Market Daily Report: FBM KLCI ends at three-week high of 1,519.64 points as Budget 2021 spurs optimism
KUALA LUMPUR (Nov 6): The FBM KLCI closed 18.15 points or 1.21% higher, making it the third consecutive day of gains, as investors evaluate Malaysia's Budget 2021 announcement while awaiting the results of the US Presidential election.
At 5pm, the local benchmark index closed at an intraday high of 1,519.64 points — a three-week high.
Despite opening lower today, the FBM KLCI managed to quickly rebound strongly and was traded in the positive territory for most of the trading day.
Malacca Securities Sdn Bhd head of research Loui Low told theedgemarkets.com that investors are buying and looking ahead to what is expected in the Budget 2021 this afternoon, adding that everyone is looking for recovery play next year. Finance Minister Tengku Datuk Seri Zafrul Tengku Abdul Aziz is currently tabling Budget 2021 in Parliament.
In a note today, TA Securities Holdings Bhd wrote that the immediate index upside hurdles are revised higher to the 50-day and 100-day moving averages at 1,508 and 1,534 respectively, with the subsequent hurdle from the upper Bollinger band at 1,541.
Immediate support now, on the other hand, is reset to the 200-day moving average at 1,490, followed by the rising 10-day moving average at 1,484.
The research firm also noted that democrat candidate Joe Biden looks increasingly certain to win the US presidential election, which in turn, improves economic recovery hopes amid lessening global trade tensions.

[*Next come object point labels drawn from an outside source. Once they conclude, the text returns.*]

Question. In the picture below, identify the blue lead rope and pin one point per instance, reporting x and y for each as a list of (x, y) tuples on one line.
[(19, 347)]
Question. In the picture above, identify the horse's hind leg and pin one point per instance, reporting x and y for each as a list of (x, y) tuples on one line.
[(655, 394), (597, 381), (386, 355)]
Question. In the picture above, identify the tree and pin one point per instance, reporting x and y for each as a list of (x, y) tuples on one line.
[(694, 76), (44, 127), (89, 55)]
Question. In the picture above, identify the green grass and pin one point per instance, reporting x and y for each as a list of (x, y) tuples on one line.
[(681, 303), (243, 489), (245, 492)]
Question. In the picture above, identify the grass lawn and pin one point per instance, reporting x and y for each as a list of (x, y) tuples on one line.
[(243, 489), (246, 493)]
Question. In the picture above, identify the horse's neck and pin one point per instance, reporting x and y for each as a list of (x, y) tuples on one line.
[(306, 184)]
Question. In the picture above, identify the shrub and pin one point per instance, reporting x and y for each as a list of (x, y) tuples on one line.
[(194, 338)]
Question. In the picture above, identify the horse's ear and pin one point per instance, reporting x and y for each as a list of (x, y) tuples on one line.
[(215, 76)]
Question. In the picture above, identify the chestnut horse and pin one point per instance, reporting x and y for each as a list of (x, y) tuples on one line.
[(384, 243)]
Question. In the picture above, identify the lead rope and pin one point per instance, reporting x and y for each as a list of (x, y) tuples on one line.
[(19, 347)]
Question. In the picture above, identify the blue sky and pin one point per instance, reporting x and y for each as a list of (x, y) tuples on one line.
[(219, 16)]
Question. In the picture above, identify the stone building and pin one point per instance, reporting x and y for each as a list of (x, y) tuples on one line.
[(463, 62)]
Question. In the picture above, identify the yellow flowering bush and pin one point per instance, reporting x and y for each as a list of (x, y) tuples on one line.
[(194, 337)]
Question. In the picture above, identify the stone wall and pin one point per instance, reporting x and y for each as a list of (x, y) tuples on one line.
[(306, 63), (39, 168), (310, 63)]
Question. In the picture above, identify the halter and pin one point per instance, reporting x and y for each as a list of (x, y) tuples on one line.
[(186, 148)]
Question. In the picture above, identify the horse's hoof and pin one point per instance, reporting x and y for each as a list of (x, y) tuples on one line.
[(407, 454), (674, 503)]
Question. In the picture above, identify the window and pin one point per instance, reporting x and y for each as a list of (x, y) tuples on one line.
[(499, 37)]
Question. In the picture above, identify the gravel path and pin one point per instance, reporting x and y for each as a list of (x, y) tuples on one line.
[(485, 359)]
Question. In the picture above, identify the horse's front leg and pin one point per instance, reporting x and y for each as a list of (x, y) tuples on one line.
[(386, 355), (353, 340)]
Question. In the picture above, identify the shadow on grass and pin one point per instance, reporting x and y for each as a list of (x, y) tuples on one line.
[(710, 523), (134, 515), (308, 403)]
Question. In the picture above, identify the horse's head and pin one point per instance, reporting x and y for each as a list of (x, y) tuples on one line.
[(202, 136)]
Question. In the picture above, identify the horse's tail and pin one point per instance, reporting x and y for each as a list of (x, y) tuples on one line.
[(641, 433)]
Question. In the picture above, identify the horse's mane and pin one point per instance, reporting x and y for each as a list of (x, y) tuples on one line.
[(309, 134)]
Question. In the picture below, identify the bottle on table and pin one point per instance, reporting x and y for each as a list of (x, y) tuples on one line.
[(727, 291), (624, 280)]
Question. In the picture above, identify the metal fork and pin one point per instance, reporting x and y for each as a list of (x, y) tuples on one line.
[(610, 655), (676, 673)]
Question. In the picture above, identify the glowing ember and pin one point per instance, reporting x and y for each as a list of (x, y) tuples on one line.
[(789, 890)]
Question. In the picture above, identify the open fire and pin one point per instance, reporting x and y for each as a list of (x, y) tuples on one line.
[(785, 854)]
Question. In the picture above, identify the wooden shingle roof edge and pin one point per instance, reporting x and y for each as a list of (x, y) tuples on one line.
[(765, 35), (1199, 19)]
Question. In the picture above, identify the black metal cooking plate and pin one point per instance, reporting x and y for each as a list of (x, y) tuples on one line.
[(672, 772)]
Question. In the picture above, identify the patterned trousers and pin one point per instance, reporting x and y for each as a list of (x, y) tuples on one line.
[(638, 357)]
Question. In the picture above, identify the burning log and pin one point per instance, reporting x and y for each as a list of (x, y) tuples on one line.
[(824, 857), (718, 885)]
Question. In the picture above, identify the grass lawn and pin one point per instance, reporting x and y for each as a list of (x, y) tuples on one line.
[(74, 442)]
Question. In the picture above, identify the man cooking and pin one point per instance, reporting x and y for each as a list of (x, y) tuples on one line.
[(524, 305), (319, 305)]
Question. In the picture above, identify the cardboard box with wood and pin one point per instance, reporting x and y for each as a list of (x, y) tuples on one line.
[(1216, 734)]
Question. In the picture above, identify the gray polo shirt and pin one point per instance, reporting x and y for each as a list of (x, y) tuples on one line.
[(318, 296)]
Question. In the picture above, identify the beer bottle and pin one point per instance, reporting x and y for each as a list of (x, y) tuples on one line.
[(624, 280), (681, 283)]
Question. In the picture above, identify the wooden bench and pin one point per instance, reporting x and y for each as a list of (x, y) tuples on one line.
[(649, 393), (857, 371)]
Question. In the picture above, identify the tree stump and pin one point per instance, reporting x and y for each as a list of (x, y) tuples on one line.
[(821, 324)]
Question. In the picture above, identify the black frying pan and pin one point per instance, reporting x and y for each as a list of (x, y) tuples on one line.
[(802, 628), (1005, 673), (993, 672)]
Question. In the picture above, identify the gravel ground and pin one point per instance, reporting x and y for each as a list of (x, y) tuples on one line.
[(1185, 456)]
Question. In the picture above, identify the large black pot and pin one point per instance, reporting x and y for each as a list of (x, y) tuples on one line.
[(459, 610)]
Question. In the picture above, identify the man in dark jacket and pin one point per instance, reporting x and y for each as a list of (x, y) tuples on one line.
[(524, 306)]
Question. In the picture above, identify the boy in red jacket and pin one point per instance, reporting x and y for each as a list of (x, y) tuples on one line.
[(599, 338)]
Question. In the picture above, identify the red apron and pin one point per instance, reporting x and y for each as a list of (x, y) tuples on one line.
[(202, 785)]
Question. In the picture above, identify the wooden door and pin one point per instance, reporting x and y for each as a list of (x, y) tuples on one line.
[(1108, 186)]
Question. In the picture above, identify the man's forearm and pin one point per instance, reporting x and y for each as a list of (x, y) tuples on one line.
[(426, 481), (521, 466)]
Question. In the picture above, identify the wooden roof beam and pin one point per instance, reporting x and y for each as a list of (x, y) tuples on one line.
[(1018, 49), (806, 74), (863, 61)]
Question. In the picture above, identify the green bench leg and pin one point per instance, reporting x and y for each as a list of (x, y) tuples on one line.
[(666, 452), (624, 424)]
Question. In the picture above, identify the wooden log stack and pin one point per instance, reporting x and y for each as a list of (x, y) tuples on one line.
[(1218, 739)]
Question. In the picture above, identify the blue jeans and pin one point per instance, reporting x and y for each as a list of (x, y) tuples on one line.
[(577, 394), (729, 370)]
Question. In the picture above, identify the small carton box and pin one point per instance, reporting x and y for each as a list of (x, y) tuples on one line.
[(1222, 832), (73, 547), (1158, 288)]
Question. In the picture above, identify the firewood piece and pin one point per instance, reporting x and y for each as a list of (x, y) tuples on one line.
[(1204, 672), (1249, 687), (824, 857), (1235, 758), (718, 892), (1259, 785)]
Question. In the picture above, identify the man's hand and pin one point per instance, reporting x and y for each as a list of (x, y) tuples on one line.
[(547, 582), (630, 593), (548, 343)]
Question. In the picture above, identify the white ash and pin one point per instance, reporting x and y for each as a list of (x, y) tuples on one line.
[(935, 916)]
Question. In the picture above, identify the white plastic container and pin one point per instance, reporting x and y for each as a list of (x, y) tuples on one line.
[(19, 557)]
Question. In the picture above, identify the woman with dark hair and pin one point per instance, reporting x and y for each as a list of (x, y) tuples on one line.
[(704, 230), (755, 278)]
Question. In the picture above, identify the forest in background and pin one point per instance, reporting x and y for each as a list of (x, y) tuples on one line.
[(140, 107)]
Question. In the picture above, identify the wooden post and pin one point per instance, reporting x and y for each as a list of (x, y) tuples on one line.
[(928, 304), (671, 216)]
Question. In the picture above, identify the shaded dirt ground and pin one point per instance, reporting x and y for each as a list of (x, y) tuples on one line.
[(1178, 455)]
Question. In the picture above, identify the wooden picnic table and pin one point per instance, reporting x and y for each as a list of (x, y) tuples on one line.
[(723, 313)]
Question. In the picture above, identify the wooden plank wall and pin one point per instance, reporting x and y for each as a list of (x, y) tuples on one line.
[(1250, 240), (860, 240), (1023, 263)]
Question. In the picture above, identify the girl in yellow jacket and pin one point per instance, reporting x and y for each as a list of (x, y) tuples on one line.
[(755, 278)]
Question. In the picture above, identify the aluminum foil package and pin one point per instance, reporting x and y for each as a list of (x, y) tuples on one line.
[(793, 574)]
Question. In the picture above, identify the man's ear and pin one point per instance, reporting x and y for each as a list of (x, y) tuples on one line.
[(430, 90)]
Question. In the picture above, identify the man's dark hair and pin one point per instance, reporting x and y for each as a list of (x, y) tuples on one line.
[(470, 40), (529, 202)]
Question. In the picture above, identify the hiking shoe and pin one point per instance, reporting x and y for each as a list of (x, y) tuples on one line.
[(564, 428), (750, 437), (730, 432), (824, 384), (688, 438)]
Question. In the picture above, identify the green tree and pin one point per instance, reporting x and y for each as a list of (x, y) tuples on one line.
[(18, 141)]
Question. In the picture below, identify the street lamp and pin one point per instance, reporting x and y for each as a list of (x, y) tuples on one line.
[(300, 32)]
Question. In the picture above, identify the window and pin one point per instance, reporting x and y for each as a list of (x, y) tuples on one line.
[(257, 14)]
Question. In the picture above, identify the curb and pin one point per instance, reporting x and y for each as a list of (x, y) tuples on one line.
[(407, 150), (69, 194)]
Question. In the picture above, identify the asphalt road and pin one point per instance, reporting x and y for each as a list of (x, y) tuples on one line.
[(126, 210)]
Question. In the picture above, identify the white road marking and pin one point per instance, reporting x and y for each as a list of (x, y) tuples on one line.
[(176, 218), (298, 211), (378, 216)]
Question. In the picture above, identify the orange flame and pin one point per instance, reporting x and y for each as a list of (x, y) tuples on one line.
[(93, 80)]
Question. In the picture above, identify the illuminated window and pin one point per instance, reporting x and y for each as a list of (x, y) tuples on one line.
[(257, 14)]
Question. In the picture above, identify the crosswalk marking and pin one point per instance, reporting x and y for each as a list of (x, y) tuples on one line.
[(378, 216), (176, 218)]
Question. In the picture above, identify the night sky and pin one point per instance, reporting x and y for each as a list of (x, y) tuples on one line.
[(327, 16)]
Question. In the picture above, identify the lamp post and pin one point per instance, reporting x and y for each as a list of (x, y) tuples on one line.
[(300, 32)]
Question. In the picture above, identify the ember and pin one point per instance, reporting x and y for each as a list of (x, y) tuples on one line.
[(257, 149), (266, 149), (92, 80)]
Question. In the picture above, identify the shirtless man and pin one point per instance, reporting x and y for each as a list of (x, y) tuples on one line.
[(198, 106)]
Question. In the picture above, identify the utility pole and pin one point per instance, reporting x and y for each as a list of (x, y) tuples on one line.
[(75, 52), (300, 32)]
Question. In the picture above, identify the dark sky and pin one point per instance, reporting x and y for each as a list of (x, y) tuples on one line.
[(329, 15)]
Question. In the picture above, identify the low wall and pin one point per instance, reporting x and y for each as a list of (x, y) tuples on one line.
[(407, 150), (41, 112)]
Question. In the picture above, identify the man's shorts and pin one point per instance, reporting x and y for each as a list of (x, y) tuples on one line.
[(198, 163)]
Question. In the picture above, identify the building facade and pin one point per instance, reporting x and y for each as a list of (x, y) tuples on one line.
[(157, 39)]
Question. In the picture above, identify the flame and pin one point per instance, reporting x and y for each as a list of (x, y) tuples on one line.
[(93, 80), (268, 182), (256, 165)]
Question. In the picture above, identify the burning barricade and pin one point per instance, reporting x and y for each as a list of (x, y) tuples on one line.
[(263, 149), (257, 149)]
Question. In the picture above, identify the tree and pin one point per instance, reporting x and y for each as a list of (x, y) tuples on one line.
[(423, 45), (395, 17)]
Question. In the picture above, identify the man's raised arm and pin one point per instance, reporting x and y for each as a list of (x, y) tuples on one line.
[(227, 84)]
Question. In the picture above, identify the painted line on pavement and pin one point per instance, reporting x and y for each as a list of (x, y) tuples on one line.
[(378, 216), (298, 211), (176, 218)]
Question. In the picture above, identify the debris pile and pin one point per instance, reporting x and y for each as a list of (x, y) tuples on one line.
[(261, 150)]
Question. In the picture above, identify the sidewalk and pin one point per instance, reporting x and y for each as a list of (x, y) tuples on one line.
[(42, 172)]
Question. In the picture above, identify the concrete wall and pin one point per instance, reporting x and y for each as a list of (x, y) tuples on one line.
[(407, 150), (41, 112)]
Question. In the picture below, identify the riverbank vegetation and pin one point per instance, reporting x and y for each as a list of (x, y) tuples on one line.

Today, Bursa Malaysia saw 7.67 billion shares worth RM4.67 billion traded. Gainers outpaced laggards at 624 versus 469, while 436 counters remained unchanged.
Among the 30 constituents, more than two-thirds were making positive gains. Axiata Group Bhd led the pack as the biggest winner and was 4.92% or 15 sen higher to close at RM3.20.
This was followed by Hap Seng Consolidated Bhd that was up 4.61% or 35 sen at RM7.95 and PPB Group Bhd that grew 3.24% or 60 sen to close at RM19.10.
Across Asia, Japan’s Nikkei 225 increased 0.91%, South Korea's Kospi rose 0.11% while Hong Kong’s Hang Seng was up 0.07%.
Reuters reported global stocks eyed an all-time peak while the dollar and US bond yields stayed sluggish on Friday on hopes that a divided US legislature would hinder large government borrowing, which could pave the way for even more central bank stimulus.
Meanwhile, investors expect Democrat Joe Biden to beat President Donald Trump and the Republicans to retain control of the Senate, allowing them to block Democrat policies such as corporate tax hikes and debt-funded spending on infrastructure, said Reuters.
“With the prospects of fiscal stimulus constrained by a likely gridlock in Washington, monetary policy will likely have to do heavy lifting, boosting risk assets and putting pressure on the dollar,” said Hiroshi Watanabe, economist at Sony Financial Holdings was reported saying.
The newswire wrote that a sense that a Biden presidency will be more predictable than Trump’s is also underpinning risk sentiment, even though investors saw no quick rapprochement between Washington and Beijing on trade and other issues.